“Both Korea” hopes to meet for “Peace for People”


Today marks exactly one year since North Korea’s leader and a sitting U.S. sitting president met for the first time in history for summit talks. The unprecedented event opened a new chapter in history, otherwise known as the Singapore summit.

It was a promising moment for the two sides to start building trust, reflected on the joint agreement they signed in Singapore. However, nuclear negotiations hit a snag during their second summit in Hanoi, and not much progress has been made since then.

Against such backdrop, President Moon Jae-in has just delivered a speech in Oslo mentioning his peace process on the Korean Peninsula, during the second leg of his across three Nordic nations.

South Korean President Moon Jae-in unveiled his “peace for people” vision Wednesday, pledging to make non-stop efforts to resolve “structural violence” that Koreans have suffered due to division.

He was addressing the Oslo Forum in the Norwegian capital on the first anniversary of the historic Singapore summit between US President Donald Trump and North Korean leader Kim Jong-un.

He admitted that denuclearization talks appear to be in a stalemate but described it as part of a process to build mutual confidence.

The summit agreement is “moving forward,” Moon said.

He cited Norway’s experience in regional peace, speaking at the University of Oslo.

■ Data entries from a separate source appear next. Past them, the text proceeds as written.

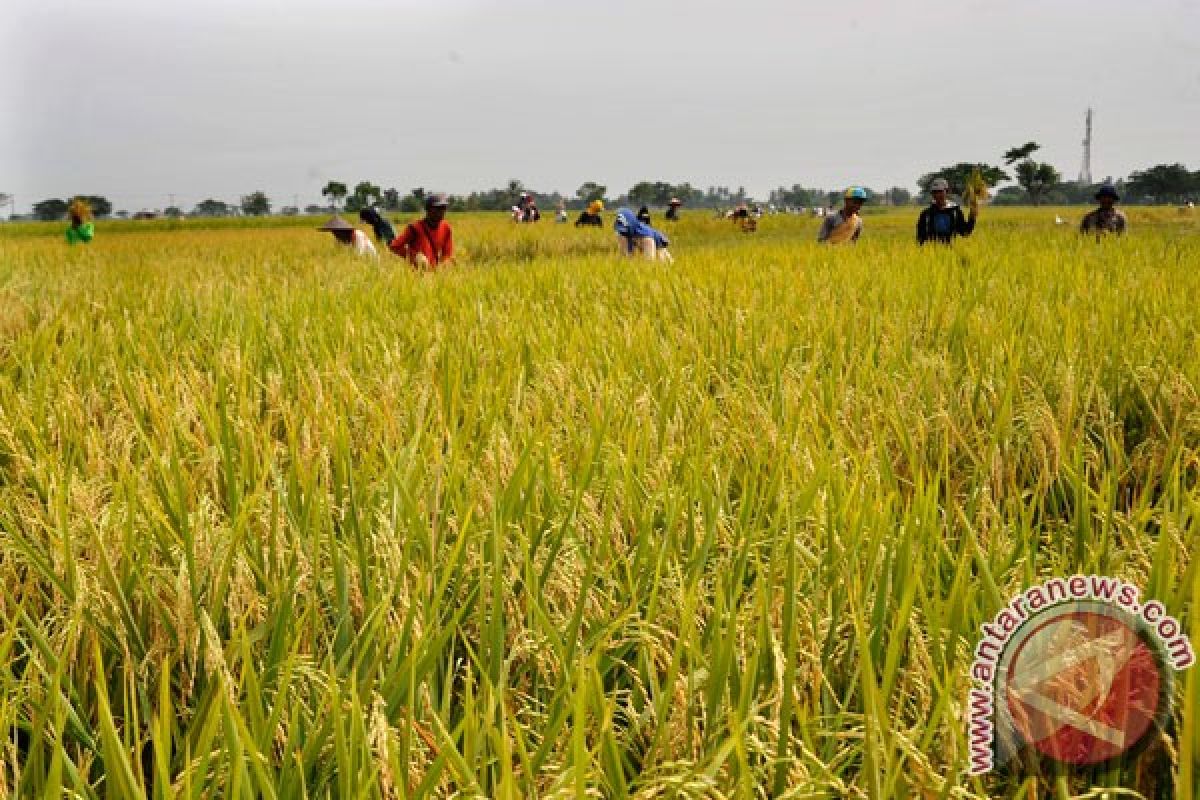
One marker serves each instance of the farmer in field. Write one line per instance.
(636, 236)
(427, 244)
(845, 226)
(382, 227)
(349, 236)
(942, 221)
(82, 230)
(1107, 218)
(591, 215)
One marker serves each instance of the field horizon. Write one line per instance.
(277, 522)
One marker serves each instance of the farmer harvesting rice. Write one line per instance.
(942, 221)
(1107, 218)
(81, 232)
(429, 242)
(591, 215)
(382, 227)
(351, 236)
(634, 235)
(845, 226)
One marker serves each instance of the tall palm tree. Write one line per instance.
(335, 191)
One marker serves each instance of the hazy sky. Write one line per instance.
(139, 100)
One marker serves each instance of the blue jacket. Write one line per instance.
(628, 224)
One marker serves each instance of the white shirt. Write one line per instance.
(363, 245)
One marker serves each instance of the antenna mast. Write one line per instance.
(1085, 173)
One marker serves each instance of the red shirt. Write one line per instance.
(419, 238)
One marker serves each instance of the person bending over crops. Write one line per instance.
(382, 227)
(845, 226)
(82, 230)
(427, 244)
(1107, 218)
(349, 236)
(636, 236)
(591, 215)
(942, 221)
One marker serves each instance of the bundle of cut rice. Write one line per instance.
(976, 192)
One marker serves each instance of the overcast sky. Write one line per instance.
(139, 100)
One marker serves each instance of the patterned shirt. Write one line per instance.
(1102, 221)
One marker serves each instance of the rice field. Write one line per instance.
(276, 522)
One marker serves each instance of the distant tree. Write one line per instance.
(335, 191)
(1020, 154)
(209, 208)
(957, 176)
(256, 204)
(365, 193)
(591, 191)
(1036, 179)
(99, 204)
(51, 209)
(1164, 184)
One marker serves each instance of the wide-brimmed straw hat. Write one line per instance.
(336, 223)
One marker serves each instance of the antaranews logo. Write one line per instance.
(1079, 669)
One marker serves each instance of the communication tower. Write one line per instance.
(1085, 172)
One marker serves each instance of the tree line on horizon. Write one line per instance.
(1035, 182)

“Norway has never faltered on the journey for peace, as evidenced by the peace that exists today. Likewise, the Korean government will stride forward unwaveringly, to achieve peace without fail,” he said.

He referred to a “positive peace” concept formulated by a famous Norwegian sociologist, Johan Galtung.

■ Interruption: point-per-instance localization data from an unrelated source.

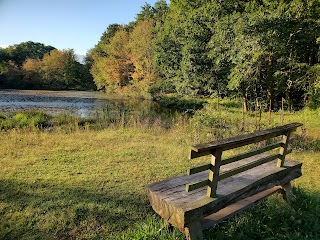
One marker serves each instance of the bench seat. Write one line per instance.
(180, 208)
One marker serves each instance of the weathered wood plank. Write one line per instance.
(243, 140)
(237, 207)
(251, 153)
(184, 207)
(193, 186)
(214, 174)
(200, 168)
(248, 166)
(283, 149)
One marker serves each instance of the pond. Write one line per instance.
(80, 103)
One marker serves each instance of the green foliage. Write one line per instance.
(20, 52)
(89, 184)
(189, 104)
(26, 119)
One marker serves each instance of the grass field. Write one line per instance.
(90, 184)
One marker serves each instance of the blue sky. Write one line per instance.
(63, 24)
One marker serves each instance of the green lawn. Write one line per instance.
(89, 184)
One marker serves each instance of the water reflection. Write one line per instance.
(75, 102)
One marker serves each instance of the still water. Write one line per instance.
(81, 103)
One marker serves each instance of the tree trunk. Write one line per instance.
(288, 93)
(270, 83)
(244, 98)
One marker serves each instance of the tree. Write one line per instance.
(20, 52)
(141, 53)
(118, 65)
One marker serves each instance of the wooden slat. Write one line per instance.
(214, 174)
(196, 185)
(251, 153)
(283, 150)
(248, 166)
(237, 207)
(239, 141)
(200, 169)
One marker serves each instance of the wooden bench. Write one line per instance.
(213, 192)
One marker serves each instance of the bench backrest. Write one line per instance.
(215, 149)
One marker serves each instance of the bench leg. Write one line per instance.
(194, 231)
(287, 192)
(168, 225)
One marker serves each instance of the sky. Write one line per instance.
(63, 24)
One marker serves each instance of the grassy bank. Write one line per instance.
(90, 184)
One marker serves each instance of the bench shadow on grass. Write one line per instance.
(45, 210)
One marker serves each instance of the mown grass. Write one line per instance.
(85, 183)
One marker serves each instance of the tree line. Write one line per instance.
(31, 65)
(264, 51)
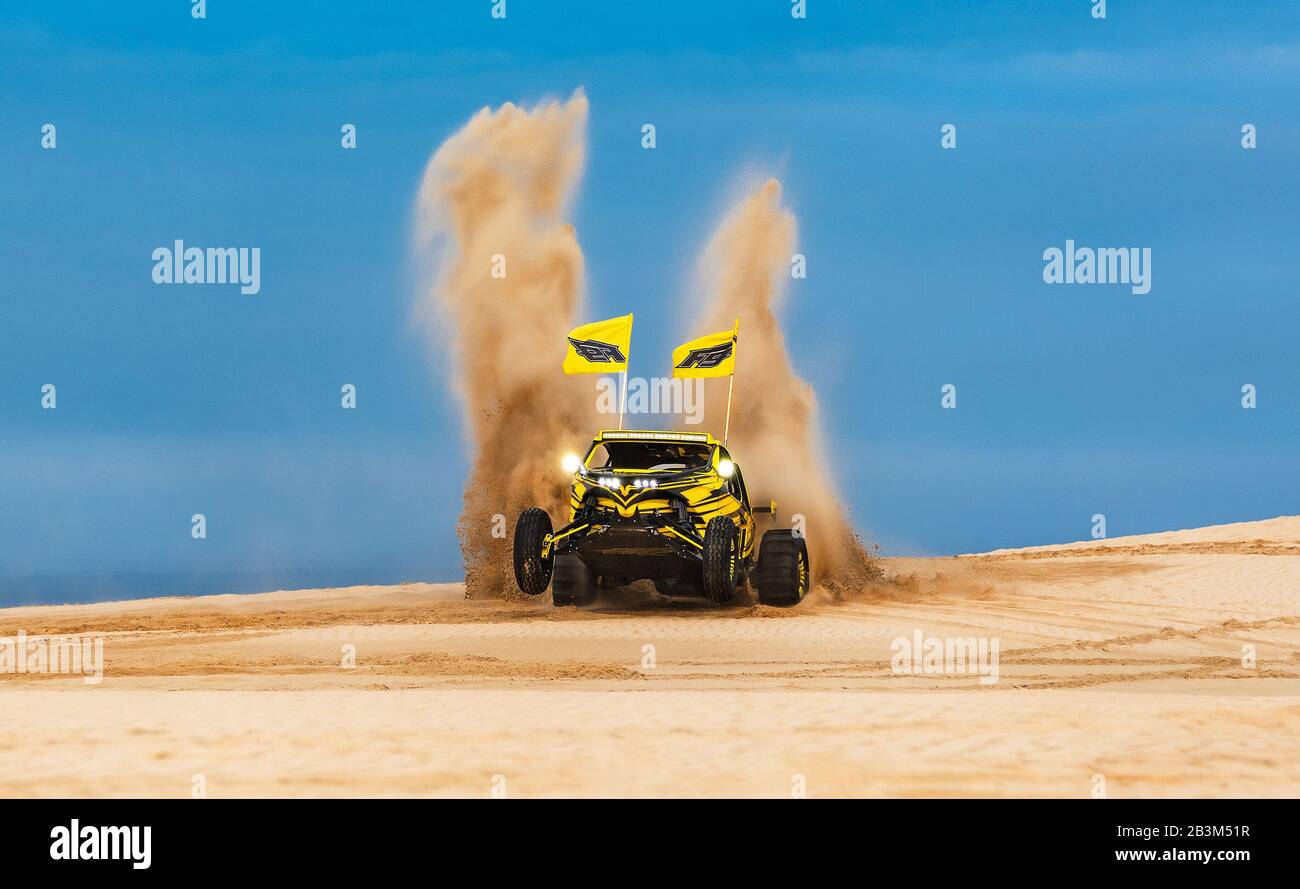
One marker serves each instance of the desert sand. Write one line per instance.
(1121, 668)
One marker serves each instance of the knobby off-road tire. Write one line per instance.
(532, 572)
(573, 582)
(722, 559)
(783, 573)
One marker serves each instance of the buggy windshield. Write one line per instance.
(649, 456)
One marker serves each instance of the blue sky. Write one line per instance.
(924, 265)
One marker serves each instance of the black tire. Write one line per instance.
(532, 572)
(573, 582)
(784, 572)
(722, 559)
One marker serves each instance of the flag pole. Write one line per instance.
(623, 398)
(731, 384)
(729, 387)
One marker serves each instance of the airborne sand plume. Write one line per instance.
(774, 420)
(498, 191)
(501, 187)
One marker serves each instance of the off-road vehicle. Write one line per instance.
(663, 506)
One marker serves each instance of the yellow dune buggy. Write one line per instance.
(663, 506)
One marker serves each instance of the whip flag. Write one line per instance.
(711, 355)
(602, 347)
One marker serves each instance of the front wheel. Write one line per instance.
(532, 571)
(783, 573)
(722, 559)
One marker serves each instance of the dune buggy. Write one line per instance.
(662, 506)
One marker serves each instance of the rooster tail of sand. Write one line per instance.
(493, 209)
(774, 424)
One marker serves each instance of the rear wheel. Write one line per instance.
(783, 573)
(722, 559)
(532, 572)
(573, 582)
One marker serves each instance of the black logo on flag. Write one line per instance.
(597, 352)
(707, 358)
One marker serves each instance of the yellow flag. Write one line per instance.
(599, 347)
(713, 355)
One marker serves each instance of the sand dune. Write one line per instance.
(1118, 658)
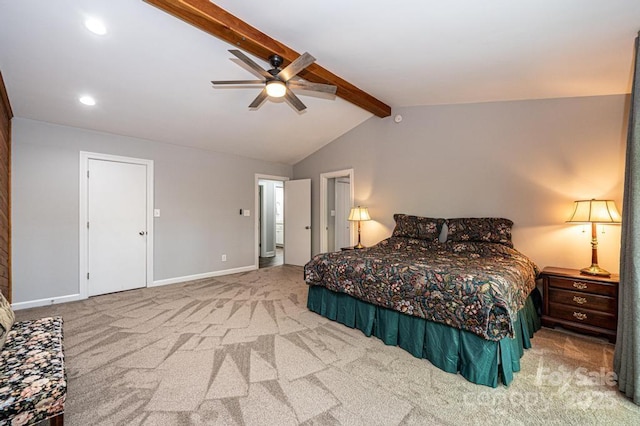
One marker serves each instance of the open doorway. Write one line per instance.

“It is important to peacefully resolve the structural violence that the people of the two Koreas have suffered because of division,” he said. “I would like to name it as ‘peace for the people.'”

As a first step, the two Koreas must address the damage frequently reported in their border areas, especially in and around the Demilitarized Zone (DMZ), Moon said, adding that the “permanent legations” laid out in the 1972 German Basic Treaty can be an example.

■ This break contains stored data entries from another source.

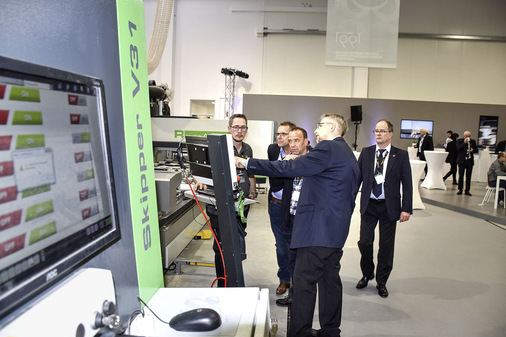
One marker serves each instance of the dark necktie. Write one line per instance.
(376, 189)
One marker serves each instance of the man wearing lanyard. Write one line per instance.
(383, 168)
(278, 151)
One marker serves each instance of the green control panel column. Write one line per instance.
(137, 125)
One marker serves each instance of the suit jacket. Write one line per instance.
(501, 146)
(327, 198)
(451, 148)
(275, 183)
(286, 200)
(398, 171)
(427, 145)
(462, 150)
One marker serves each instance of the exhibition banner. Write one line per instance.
(138, 143)
(362, 33)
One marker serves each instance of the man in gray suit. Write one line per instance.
(384, 168)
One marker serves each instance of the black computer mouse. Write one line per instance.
(201, 319)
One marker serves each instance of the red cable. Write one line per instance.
(215, 239)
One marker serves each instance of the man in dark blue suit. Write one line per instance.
(321, 223)
(384, 168)
(278, 151)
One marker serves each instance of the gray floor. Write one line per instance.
(448, 280)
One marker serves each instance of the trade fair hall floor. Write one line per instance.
(449, 276)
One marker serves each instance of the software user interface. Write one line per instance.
(52, 180)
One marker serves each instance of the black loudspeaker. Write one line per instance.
(356, 113)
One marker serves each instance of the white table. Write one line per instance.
(243, 311)
(435, 163)
(417, 167)
(499, 178)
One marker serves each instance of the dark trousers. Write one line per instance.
(467, 167)
(452, 172)
(212, 213)
(316, 266)
(282, 235)
(377, 213)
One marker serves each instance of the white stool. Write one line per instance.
(490, 194)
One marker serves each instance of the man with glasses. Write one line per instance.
(238, 127)
(384, 168)
(278, 151)
(321, 223)
(425, 143)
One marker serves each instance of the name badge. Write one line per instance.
(380, 179)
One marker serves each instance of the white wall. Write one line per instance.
(212, 34)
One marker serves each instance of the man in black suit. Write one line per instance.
(278, 151)
(321, 224)
(451, 148)
(425, 143)
(383, 168)
(466, 148)
(500, 147)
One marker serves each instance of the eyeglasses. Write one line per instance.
(237, 128)
(319, 125)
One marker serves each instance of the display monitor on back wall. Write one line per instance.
(410, 128)
(57, 200)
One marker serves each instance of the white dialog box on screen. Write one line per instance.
(33, 168)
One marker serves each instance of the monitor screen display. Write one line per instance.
(57, 201)
(200, 159)
(410, 128)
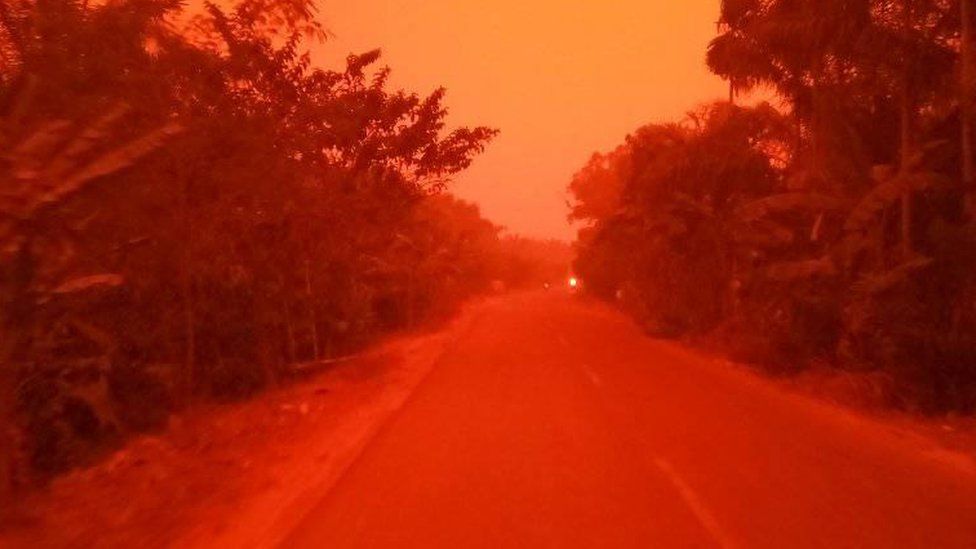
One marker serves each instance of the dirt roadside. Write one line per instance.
(236, 475)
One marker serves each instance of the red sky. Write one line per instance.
(561, 79)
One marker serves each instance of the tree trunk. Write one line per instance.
(8, 437)
(313, 317)
(289, 332)
(966, 109)
(188, 378)
(907, 145)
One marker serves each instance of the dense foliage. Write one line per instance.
(188, 208)
(831, 230)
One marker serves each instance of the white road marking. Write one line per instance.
(694, 503)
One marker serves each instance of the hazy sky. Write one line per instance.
(561, 79)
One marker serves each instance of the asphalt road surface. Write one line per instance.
(553, 422)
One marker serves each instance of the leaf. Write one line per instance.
(798, 270)
(874, 284)
(787, 202)
(85, 283)
(886, 193)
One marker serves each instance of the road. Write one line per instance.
(553, 422)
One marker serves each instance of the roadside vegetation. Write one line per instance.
(189, 208)
(836, 229)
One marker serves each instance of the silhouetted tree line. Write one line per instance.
(838, 229)
(188, 207)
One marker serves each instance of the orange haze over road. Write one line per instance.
(560, 79)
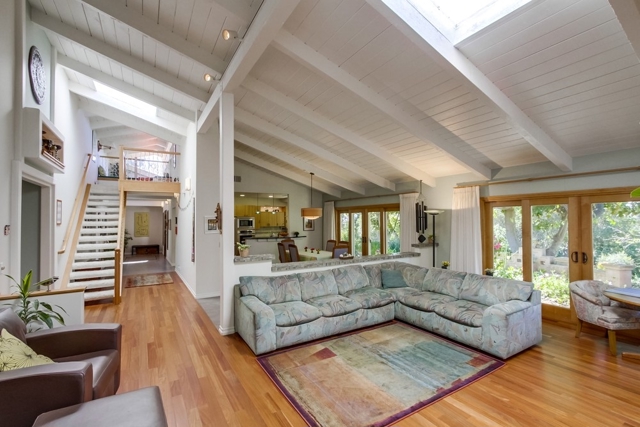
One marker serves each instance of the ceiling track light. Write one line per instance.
(230, 35)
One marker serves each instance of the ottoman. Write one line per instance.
(140, 408)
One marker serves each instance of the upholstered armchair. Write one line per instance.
(87, 367)
(592, 306)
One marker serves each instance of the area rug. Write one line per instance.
(373, 377)
(147, 280)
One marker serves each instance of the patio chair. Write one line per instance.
(592, 306)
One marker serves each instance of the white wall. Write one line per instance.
(7, 88)
(184, 211)
(72, 123)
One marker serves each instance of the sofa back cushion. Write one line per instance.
(374, 272)
(412, 274)
(272, 289)
(445, 282)
(350, 277)
(317, 283)
(489, 290)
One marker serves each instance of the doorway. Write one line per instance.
(30, 233)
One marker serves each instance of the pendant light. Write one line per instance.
(311, 213)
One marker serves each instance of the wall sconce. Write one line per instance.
(230, 35)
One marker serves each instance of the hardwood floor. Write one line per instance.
(211, 380)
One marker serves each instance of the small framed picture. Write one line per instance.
(58, 212)
(307, 224)
(211, 224)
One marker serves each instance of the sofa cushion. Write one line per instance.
(294, 313)
(350, 277)
(425, 301)
(392, 279)
(489, 290)
(334, 305)
(15, 354)
(271, 289)
(371, 297)
(412, 274)
(317, 283)
(443, 281)
(465, 312)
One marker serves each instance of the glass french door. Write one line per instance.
(552, 241)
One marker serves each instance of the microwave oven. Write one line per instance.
(245, 222)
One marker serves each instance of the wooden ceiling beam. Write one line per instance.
(266, 24)
(287, 173)
(428, 39)
(115, 54)
(257, 123)
(296, 162)
(340, 131)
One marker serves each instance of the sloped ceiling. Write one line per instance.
(364, 93)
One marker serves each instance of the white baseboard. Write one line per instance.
(226, 331)
(208, 295)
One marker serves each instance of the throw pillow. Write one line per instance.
(14, 354)
(392, 279)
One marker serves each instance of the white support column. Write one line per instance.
(227, 250)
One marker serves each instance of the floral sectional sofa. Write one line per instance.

The two sides “took advantage of these permanent legations to make swift and joint responses to fires, floods, landslides, infectious diseases, insect damage and water contamination occurring in border areas,” he noted.

What is most important is to deepen mutual understanding and trust, thus strengthening the will for dialogue, the president said.

His remarks were reminiscent of his landmark Berlin speech in 2017, in which he proposed a new peace initiative for the peninsula, leading to North Korea’s participation in the PyeongChang Winter Olympics and a brisk round of summit diplomacy on denuclearization and regional peace.

Oslo is the second leg of Moon’s eight-day tour of Northern Europe to last through this weekend. He made a state visit to Finland and plans to visit Sweden at the invitation of King Carl XVI Gustaf.